Todos podemos dar ciertos pasos para aprovechar el mea culpa y aprender de nuestros errores. Programe un momento Clinton diario en el que diga «me he equivocado», y después averigüe por qué. Cuando cometa un error en el trabajo, extraiga una o dos lecciones de la metedura de pata, y entonces asúmalas sin demora. Cuando otros se equivoquen, contenga la tentación de burlarse o mofarse y ayúdelos a encontrar el lado positivo. Inicie una conversación en su empresa, escuela o familia sobre cómo el hecho de admitir errores puede inspirar y acabar suponiendo saltos creativos. Refuerce ese mensaje usando términos positivos como «regalo» o «bonificación» para describir la revelación de errores útiles y recordando citas como la de Henry T. Ford: «El fracaso es simplemente la oportunidad de empezar de nuevo, esta vez de forma más inteligente».

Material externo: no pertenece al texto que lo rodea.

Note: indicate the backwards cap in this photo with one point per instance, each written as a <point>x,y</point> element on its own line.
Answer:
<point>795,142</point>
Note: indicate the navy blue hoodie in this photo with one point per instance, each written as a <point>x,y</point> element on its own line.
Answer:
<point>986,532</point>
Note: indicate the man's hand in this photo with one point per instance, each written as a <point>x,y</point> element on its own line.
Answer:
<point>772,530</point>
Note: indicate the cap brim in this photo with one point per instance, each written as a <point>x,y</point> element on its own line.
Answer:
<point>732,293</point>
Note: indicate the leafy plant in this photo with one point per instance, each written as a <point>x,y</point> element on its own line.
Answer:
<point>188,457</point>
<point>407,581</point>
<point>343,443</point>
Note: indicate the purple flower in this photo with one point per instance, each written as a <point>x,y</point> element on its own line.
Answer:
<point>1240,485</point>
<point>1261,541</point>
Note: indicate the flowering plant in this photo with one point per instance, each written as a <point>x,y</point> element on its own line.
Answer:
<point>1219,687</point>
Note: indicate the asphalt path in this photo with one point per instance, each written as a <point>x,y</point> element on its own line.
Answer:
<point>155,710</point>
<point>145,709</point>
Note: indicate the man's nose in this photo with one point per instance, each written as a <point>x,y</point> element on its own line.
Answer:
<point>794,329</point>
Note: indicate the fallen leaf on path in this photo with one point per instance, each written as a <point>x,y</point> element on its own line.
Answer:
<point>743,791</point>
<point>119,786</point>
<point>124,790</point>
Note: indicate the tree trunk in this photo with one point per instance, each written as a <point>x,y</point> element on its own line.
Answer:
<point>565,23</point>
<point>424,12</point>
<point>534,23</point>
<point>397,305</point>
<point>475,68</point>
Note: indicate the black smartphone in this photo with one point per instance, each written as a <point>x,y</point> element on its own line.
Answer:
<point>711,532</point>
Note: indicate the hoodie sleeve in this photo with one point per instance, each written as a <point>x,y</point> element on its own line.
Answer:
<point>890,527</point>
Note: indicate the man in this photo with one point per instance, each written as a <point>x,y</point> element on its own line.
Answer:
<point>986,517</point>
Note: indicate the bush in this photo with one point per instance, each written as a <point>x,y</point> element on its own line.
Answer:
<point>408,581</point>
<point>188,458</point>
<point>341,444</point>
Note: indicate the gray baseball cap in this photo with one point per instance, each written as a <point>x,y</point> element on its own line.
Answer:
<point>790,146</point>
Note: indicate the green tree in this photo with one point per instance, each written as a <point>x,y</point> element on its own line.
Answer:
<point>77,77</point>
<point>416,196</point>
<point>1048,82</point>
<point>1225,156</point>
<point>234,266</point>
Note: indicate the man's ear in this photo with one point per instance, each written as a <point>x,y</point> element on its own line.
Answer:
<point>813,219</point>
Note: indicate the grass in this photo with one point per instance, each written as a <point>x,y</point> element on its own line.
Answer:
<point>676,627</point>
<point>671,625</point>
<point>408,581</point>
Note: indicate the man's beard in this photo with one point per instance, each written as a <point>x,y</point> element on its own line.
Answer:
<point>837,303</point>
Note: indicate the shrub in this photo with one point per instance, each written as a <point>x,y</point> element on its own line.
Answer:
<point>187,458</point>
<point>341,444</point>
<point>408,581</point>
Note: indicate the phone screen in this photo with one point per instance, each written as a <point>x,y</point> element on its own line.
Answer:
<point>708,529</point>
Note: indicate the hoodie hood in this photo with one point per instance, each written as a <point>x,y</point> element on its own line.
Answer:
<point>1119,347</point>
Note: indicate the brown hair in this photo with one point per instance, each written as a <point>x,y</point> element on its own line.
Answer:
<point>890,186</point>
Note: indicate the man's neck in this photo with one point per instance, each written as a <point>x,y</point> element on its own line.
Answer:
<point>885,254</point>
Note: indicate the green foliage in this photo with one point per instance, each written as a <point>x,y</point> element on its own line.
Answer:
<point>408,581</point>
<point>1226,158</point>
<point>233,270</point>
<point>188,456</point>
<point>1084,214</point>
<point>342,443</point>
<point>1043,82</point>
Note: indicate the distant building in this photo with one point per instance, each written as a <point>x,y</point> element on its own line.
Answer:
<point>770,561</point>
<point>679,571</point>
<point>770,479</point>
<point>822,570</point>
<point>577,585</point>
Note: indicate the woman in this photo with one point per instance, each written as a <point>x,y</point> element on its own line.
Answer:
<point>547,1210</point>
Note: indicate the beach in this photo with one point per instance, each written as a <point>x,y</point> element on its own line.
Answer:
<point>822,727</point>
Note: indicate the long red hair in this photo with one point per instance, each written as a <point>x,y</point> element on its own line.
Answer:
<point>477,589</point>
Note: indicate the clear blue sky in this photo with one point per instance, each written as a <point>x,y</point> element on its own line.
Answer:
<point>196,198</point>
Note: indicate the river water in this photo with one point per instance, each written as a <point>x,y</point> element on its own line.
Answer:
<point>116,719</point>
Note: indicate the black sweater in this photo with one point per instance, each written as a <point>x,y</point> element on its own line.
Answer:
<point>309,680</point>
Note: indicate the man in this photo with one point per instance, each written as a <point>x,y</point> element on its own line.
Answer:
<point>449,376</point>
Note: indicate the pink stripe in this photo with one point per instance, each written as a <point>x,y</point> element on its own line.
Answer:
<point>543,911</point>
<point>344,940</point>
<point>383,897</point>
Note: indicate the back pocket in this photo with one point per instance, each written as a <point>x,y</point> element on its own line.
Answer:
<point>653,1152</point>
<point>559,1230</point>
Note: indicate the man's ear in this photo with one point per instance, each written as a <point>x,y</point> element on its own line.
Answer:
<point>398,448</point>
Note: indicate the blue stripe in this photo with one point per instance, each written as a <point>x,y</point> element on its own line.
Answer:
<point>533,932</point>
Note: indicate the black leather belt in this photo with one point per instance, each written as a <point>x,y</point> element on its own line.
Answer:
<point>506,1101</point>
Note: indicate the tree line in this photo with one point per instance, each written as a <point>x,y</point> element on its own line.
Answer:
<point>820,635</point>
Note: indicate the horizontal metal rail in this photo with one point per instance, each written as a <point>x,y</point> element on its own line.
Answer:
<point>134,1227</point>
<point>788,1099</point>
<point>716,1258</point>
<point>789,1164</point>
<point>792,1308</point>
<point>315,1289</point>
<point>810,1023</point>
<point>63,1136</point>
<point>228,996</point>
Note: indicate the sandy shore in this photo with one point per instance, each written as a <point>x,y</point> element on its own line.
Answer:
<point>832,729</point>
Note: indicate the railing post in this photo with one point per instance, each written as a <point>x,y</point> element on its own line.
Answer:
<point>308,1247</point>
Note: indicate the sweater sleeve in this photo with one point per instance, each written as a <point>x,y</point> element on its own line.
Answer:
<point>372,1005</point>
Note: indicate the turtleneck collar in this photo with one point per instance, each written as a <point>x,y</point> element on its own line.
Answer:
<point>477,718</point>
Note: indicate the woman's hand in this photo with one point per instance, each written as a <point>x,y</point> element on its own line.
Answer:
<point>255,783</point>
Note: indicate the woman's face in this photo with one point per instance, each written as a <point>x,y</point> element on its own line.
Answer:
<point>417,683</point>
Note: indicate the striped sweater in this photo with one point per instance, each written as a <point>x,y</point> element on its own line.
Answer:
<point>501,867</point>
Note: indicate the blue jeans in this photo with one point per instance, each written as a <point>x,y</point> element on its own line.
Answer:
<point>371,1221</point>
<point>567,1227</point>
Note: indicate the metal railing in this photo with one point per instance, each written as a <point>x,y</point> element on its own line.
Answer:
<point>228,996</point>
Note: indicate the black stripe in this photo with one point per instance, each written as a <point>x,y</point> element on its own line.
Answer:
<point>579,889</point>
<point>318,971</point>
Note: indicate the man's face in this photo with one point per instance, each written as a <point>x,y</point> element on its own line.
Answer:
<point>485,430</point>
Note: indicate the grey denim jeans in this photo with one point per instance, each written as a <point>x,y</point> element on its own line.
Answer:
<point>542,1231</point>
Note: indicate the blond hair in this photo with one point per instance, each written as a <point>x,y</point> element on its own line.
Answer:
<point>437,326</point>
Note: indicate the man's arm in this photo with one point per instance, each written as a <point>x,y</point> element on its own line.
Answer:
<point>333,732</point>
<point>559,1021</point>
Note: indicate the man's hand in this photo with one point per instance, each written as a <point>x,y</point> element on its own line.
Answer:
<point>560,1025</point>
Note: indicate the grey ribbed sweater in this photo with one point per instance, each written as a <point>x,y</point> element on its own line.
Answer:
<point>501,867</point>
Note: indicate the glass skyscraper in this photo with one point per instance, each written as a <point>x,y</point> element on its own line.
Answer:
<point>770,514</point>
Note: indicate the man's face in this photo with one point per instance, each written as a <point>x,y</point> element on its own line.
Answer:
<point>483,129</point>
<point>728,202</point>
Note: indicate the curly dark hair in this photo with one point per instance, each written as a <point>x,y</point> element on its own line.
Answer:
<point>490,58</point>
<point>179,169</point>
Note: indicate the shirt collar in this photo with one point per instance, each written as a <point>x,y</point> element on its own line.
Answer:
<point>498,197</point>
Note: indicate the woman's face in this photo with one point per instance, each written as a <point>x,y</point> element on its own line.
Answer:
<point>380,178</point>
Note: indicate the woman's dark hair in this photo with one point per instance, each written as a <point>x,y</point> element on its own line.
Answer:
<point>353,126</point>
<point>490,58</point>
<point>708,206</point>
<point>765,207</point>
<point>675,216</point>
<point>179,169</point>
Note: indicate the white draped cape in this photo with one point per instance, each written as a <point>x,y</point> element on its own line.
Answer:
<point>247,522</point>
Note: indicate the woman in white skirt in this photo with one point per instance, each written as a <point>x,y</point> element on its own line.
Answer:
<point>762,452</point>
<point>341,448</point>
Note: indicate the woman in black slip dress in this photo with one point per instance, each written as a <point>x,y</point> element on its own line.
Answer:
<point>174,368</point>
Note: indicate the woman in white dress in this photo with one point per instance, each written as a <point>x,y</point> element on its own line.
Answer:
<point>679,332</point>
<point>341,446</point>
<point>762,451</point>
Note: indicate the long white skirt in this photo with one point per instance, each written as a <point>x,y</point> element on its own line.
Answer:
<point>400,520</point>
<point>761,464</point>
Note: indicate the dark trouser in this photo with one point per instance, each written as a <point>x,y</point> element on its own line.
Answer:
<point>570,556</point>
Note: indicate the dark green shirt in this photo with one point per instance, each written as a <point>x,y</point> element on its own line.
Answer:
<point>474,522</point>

También ayuda el crear un espacio compartido, como un foro de Internet o un libro de sugerencias, para airear los errores. Tomando prestada una idea de Toyota, Patounas ha colocado un tablón de anuncios en los cuarteles de su escuadrón en el que cualquier miembro de su equipo puede llamar la atención sobre algún problema, y cada caso se investiga y se trata de inmediato. «Ya es muy popular, así que es fácil ver a los ingenieros y los pilotos reunidos en torno a él —dice Patounas—. Es tangible, algo que puedes coger con las manos».
Desde luego, ayuda saber que nuestros errores raramente les parecen a los demás tan malos como imaginamos. Tenemos una tendencia natural a sobrestimar lo mucho que la gente se fija en nuestras meteduras de pata o cuánto le importan. Los psicólogos lo llaman «el efecto foco», es decir, tal vez pueda sentirse mortificada por descubrir que ha asistido a una gran reunión con una carrera en las medias o morirse de vergüenza al ver que lleva la corbata manchada de huevo, pero lo más posible es que nadie más lo notara. En un estudio llevado a cabo en la Universidad de Cornell, se les pidió a unos cuantos estudiantes que entraran en una habitación con una camiseta de Barry Manilow, una sentencia de muerte para la vida social de cualquier persona que se considere al tanto de las últimas tendencias de la moda.[26] Mientras que los sujetos casi se mueren de vergüenza, solo el 23 % de las personas presentes en la habitación se fijaron en el empalagoso cantante.
Aunque asumir un error apenas llega a ser tan malo como tememos, es solo el primer paso hacia una solución lenta. El siguiente es dedicar el tiempo necesario para averiguar de entrada cómo y por qué erramos.